Monday, March 30, 2015


The best baked scallops I ever tasted was in a Chinese restaurant in Tacloban. If I recall correctly, it was called "Ocho Restaurant." It may have been damaged by Typhoon Yolanda but I read in tripadvisor that it has re-opened and continues serving fantastic seafood.

It was a decade before the catastrophic Yolanda typhoon that I found myself in Tacloban. It was small, idyllic and hot. You could go around the city in a day. And that's what I did for work. Market research meant going to different stores from the palengke (wet market) to the small department stores.
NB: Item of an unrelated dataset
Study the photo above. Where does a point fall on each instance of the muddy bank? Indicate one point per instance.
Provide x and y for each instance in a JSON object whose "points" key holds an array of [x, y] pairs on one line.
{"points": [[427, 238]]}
Before the day ended, my colleagues and I found ourselves in front of a sari-sari store along Magsaysay Boulevard, facing the bay.

I saw a young by of about seven. He was selling small Ormoc pineapples, sliced and skewered, ready to eat. We asked him what he was doing, selling pineapples when he should be in school. "School just finished,"  he replied and he was selling pineapples for his baon (allowance) tomorrow.  After buying what we could eat of his pineapples, we offered to give him extra money. The young boy refused, adding that we should just buy the rest of his pineapples to eat for later. That boy, for me, was a perfect picture of what Taclobanons are- friendly and feisty and at the same time persevering and proud.

He was of course the topic of our conversation when we were having dinner at Ocho restaurant later that night. As we downed the garlicky scallops with beer, we silently toasted the inspiring story of the boy whom we may never meet again but will forever remind us of the people of Tacloban.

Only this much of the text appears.